A SURPRISINGLY LOVELY APP – PROOF THAT YOU DON’T NEED TO BE AN EXPERT TO PRODUCE AN EXPERT APP
I was really excited to learn about the National Galleries of Scotland’s iPhone app for the “Impressionist Gardens” show, on view 31 July to 17 October, 2010. Not because I particularly like Impressionist art or want to know more about French landscape painting, but because I’ve had a soft spot for the Museum since the lovely James Robertson took me there for a Manet exhibition in 2003 (oh, what a night).
But I was also a bit anxious about what I would find. I’m not sure why, possibly (probably) American arrogance and our unjustified sense that few people outside San Francisco, New York and London can produce anything worthy of note in this mobile world. Whilst I was rooting for something cool, I didn’t expect much from an app by a Scottish museum, designed by a Scottish digital team (Not that there’s anything wrong with Scotland, just that we Americans can be pretty high on ourselves).
But that was a wrong assumption. This is a delightful app, which is well designed from a user perspective and has a ton of interesting and educational content. The audio interpretation is a bit lackluster but the app design and overall experience were satiating for an armchair visitor like me – going to Edinburgh from my living room in SF.
What’s cool and not so cool?
Let’s start with the home page and navigation.

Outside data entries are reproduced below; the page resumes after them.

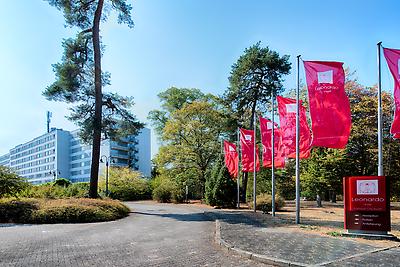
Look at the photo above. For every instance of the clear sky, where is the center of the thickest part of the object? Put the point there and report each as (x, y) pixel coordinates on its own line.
(183, 43)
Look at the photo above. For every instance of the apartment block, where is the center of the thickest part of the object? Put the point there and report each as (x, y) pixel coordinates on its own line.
(61, 153)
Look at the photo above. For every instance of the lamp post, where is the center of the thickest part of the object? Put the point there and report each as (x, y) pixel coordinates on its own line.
(107, 160)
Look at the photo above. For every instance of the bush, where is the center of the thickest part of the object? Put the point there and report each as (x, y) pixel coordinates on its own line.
(53, 191)
(126, 184)
(220, 187)
(61, 211)
(165, 191)
(16, 210)
(264, 203)
(62, 182)
(10, 183)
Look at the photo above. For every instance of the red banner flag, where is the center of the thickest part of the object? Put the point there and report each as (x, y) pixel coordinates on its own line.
(247, 147)
(231, 159)
(266, 138)
(287, 118)
(393, 59)
(329, 105)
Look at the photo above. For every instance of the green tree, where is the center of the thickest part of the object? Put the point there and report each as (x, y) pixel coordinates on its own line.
(79, 77)
(171, 100)
(256, 74)
(191, 141)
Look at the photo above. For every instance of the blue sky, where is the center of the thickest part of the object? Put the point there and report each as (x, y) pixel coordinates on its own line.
(183, 43)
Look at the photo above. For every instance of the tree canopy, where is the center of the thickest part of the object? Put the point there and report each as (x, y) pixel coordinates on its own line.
(79, 77)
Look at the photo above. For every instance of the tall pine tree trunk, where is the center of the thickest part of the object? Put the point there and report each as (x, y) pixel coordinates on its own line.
(245, 179)
(94, 172)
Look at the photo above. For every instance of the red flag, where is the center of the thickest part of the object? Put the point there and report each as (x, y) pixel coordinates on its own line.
(266, 138)
(247, 147)
(329, 105)
(392, 58)
(287, 118)
(231, 159)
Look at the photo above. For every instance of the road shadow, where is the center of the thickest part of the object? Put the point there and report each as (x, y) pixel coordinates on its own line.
(207, 216)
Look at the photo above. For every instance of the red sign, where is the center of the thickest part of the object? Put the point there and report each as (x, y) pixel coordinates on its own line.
(366, 203)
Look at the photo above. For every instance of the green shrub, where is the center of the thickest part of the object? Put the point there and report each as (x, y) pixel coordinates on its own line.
(126, 184)
(264, 202)
(17, 210)
(220, 187)
(53, 191)
(166, 191)
(74, 210)
(10, 183)
(78, 190)
(44, 191)
(62, 182)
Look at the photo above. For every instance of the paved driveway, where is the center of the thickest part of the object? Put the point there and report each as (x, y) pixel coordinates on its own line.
(153, 235)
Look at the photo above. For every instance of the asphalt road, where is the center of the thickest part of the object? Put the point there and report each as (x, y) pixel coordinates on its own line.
(153, 235)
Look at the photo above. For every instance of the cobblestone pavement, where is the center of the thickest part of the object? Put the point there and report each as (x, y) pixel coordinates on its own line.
(153, 235)
(304, 249)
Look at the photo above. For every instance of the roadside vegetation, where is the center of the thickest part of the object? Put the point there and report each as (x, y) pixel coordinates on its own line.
(56, 202)
(191, 125)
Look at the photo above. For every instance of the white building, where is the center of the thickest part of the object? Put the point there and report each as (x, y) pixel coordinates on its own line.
(61, 153)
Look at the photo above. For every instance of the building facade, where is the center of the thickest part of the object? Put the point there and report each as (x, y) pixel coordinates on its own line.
(61, 153)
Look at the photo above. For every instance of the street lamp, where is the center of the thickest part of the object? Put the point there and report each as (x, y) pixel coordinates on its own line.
(55, 173)
(107, 160)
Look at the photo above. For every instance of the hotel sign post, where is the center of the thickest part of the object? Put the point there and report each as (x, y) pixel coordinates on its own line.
(366, 205)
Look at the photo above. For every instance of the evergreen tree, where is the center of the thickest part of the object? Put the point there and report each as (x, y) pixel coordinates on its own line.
(79, 77)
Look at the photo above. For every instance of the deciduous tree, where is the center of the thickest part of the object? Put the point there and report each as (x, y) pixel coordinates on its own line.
(257, 73)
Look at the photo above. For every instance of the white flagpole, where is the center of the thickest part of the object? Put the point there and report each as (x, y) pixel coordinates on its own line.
(255, 164)
(380, 157)
(298, 143)
(237, 178)
(273, 154)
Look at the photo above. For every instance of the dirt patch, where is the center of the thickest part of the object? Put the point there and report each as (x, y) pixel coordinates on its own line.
(325, 221)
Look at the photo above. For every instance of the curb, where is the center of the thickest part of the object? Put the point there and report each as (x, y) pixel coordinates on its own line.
(249, 255)
(280, 262)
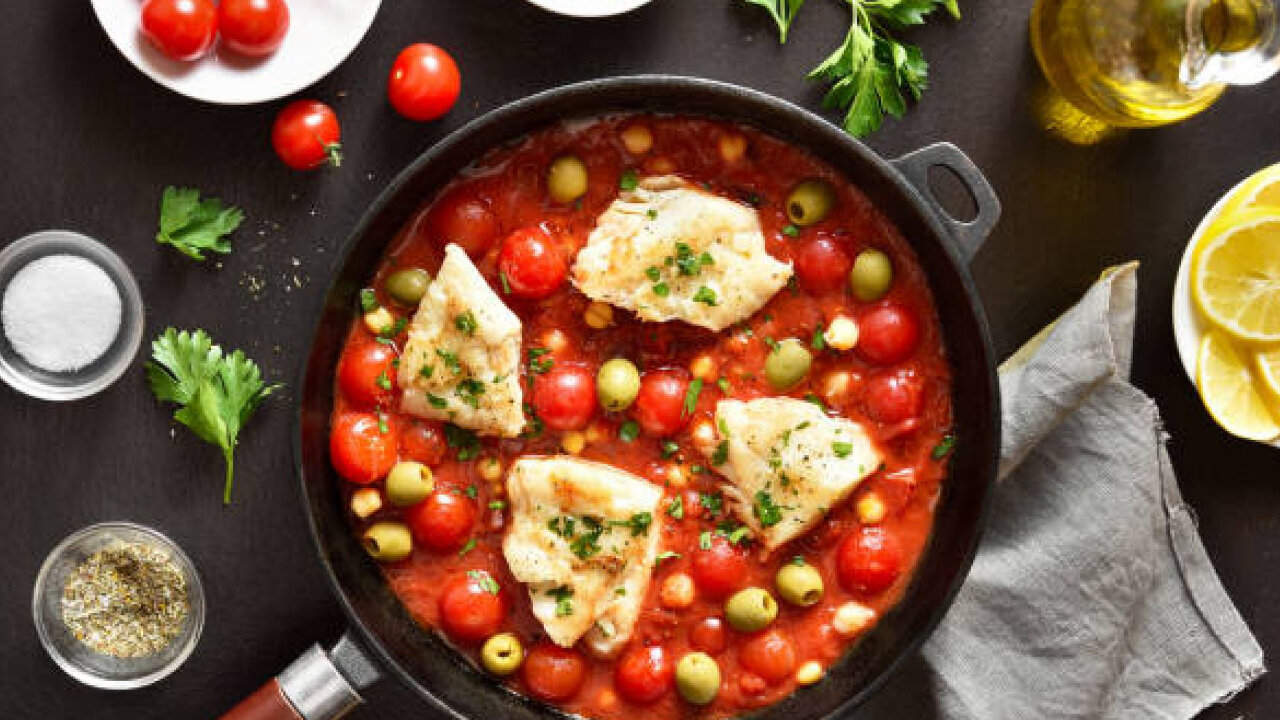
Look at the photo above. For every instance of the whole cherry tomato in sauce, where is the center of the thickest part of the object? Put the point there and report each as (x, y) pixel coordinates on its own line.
(183, 30)
(720, 569)
(360, 449)
(531, 263)
(464, 220)
(472, 606)
(254, 27)
(822, 264)
(659, 408)
(443, 520)
(565, 397)
(895, 396)
(366, 374)
(888, 333)
(769, 655)
(868, 560)
(306, 135)
(553, 673)
(424, 82)
(644, 674)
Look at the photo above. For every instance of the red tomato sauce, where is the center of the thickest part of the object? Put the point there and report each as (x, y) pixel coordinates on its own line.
(504, 192)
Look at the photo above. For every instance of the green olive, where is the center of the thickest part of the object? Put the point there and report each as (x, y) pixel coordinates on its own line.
(872, 274)
(799, 584)
(750, 610)
(408, 483)
(810, 201)
(617, 383)
(566, 178)
(502, 654)
(787, 364)
(407, 286)
(698, 678)
(388, 542)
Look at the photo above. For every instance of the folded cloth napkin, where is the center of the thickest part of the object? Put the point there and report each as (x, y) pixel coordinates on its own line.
(1091, 596)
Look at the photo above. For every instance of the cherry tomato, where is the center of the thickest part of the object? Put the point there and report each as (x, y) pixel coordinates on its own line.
(644, 674)
(425, 82)
(868, 560)
(659, 408)
(895, 396)
(565, 397)
(769, 655)
(183, 30)
(467, 222)
(531, 263)
(822, 264)
(360, 450)
(443, 520)
(254, 27)
(306, 135)
(366, 376)
(553, 673)
(424, 442)
(720, 569)
(470, 609)
(890, 333)
(709, 636)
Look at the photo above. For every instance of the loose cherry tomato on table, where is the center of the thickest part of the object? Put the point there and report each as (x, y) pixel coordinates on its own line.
(306, 135)
(366, 374)
(644, 674)
(472, 606)
(443, 520)
(659, 406)
(868, 560)
(533, 264)
(565, 397)
(424, 83)
(553, 673)
(360, 449)
(254, 27)
(183, 30)
(888, 333)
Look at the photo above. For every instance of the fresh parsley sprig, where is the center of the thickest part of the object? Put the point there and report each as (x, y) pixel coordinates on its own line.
(218, 391)
(871, 73)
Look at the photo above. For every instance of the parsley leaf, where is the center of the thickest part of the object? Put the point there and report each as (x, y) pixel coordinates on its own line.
(218, 391)
(193, 226)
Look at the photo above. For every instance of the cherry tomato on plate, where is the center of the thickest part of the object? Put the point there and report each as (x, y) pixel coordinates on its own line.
(659, 406)
(360, 449)
(183, 30)
(868, 560)
(533, 264)
(306, 135)
(565, 397)
(553, 673)
(254, 27)
(443, 520)
(424, 83)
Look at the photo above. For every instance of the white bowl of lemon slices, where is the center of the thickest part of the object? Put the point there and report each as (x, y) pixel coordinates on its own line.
(1226, 309)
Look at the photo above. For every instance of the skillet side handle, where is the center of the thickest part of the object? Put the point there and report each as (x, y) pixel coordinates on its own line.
(311, 688)
(970, 235)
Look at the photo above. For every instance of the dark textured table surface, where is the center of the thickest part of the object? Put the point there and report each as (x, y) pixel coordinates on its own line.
(87, 142)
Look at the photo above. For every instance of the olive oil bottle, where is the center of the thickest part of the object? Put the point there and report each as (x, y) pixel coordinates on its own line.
(1144, 63)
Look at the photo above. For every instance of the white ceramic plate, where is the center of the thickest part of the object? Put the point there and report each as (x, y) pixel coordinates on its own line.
(321, 35)
(1189, 328)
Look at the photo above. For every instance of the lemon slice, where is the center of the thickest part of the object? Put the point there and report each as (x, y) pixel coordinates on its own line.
(1235, 276)
(1229, 392)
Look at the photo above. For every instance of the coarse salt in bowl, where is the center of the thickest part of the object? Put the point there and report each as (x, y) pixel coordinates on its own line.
(71, 315)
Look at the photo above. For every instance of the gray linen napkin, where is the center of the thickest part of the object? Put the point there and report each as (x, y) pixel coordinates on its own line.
(1091, 596)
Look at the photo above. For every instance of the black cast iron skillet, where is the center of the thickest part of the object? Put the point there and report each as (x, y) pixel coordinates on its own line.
(384, 638)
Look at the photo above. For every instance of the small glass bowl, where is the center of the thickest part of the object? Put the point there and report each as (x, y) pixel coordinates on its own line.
(76, 657)
(99, 374)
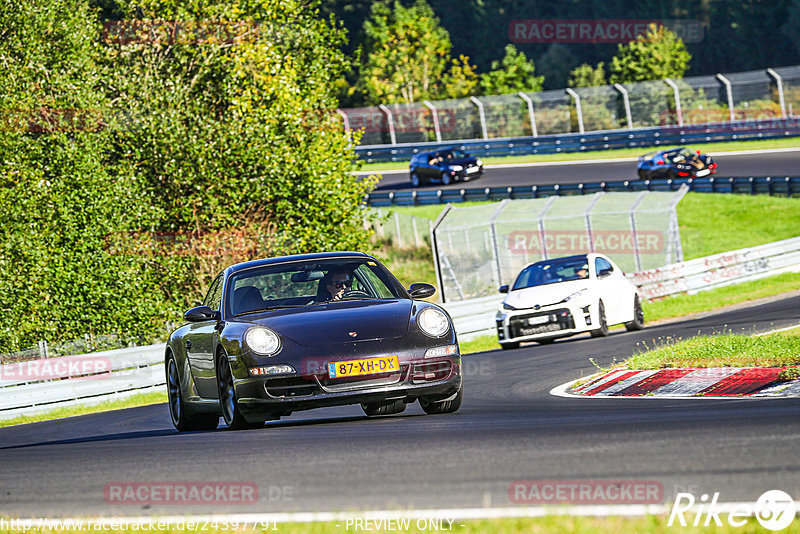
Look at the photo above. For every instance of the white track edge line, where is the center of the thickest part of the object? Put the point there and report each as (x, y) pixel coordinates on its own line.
(628, 510)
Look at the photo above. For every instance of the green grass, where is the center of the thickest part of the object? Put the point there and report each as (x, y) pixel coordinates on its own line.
(60, 413)
(726, 350)
(713, 299)
(713, 223)
(791, 142)
(562, 524)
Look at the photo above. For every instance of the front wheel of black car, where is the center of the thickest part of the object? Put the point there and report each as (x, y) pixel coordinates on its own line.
(383, 408)
(445, 406)
(638, 316)
(227, 397)
(602, 331)
(178, 410)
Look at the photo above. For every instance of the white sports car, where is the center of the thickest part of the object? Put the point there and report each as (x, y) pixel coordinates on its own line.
(565, 296)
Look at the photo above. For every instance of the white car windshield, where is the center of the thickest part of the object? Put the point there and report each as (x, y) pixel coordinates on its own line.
(552, 272)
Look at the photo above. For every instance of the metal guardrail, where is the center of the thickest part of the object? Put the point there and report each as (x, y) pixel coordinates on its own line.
(754, 185)
(36, 386)
(720, 269)
(477, 316)
(741, 130)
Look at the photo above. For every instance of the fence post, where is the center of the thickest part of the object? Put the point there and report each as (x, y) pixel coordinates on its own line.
(481, 114)
(729, 93)
(435, 113)
(531, 115)
(577, 98)
(779, 83)
(627, 103)
(676, 94)
(390, 119)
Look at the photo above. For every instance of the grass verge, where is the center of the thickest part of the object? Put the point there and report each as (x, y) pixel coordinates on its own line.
(791, 142)
(70, 411)
(539, 525)
(727, 350)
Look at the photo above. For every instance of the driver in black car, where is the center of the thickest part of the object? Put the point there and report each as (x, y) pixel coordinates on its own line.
(333, 285)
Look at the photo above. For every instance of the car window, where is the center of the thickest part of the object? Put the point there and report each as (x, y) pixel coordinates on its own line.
(552, 272)
(214, 295)
(304, 284)
(600, 264)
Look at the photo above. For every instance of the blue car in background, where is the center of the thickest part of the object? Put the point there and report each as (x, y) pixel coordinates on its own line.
(443, 166)
(675, 163)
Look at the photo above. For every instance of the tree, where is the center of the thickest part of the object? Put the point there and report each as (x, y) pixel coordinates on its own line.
(60, 197)
(514, 73)
(407, 57)
(656, 55)
(587, 76)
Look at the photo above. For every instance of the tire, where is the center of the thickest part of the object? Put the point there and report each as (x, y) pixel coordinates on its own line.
(638, 316)
(227, 396)
(602, 331)
(180, 413)
(440, 407)
(383, 408)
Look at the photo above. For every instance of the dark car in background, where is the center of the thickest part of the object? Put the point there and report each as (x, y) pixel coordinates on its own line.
(675, 163)
(279, 335)
(443, 166)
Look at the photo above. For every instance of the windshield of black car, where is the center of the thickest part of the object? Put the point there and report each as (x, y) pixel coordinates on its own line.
(552, 272)
(305, 284)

All very intuitive, all very simple. I get how to use it in a split second. I get to the content I’m interested in with one, two or three taps. There’s no ambiguity here, no voyages to nowhere. What you see is what you get (there’s an acronym for that, no?) Nice work!
“The Show” is a text overview of (amazingly) the show, with a nice video intro from some lovely gentlemen with lovely Scottish accents to whom we are latterly introduced (squarely in the “What isn’t so cool?” camp) but which outlines the curatorial perspective on the exhibition in a comprehensive, academic and sometimes engaging way with video footage and context-enhancing images. And I mean, how can you resist a Scotsman saying “exotic succulents”?
If I were IN the museum, I might find these 3 minutes and 26 seconds a bit long while I’m raring to get exploring, but at home across our proverbial pond and then some, I was relaxed and got into it.
“Share” opens up a pre-scripted email that’s a little bit lame but which you can edit, so no harm done. No tweeting or FB-ing from this app so far as I can see. Seems like a missing gimme.
“Visitor Info” has your bog standard visitor info with a link to the National Galleries’ ticketing website, which opens a web browser. Go back to the app and you’re back at the start. Not great but workable.
Under “Art” you’ve got three choices: List (a text list of artworks in the exhibition with text, audio or video interpretation) and Media (an image driven list of works with simple icons indicating either audio or video for a particular artwork).
I thought maybe one menu would be enough. Perhaps titled “list” with images and their accompanying media icons. Two choices seemed redundant when the resulting content is exactly the same – catering to different types of user? maybe.
And then there’s “Map”, which either I didn’t get at all, or is ephemera in an otherwise tightly designed app. Its not a map of the museum, that’s for sure.
I can’t really comment on “Guide” since I was not in the museum using the keypad, but it was great to see a keypad and the results screens worked well. There is text and sometimes audio or video for a reasonable number of works and I can see that this interface (although a bit awkward to look at) could be exactly the right thing to have on hand on-site.
“Events” is a bit of a hodge-podge listing of everything going on under the sun. Perhaps categories like exhibitions, lectures, films etc would be more effective in helping us sort through the available options.
Content in Ecru
The interpretive content in this app was a bit stolid. I liked the multiple voices, although I was never properly introduced to the narrators. I liked the sound design, particularly the invocation of the outdoors: buzzing and alive. And from an amateur’s perspective, it appeared authoritative, intimate and offered-up by real people with real opinions. But who are they? and could they perhaps talk a little bit more to each other and opine a little bit less? The overall tone seemed a bit old school and tell-em-like-it-is-ish rather than the more conversational and collaborative sharing-ness we’ve come to expect in the past, oh, 18 months.
A terrific exhibition for the non-visitor
But overall, the app delights. How often can you get this close to an exhibition, this easily, from 10,000 miles away? I feel like I’ve been to Impressionist Gardens, toured the exhibition and got to that point of ‘yeah, I’ve seen enough, where’s the cafe’? Not necessarily what the Museum was hoping for in launching this app, even if they didn’t expect their biggest fans to be people who never visited.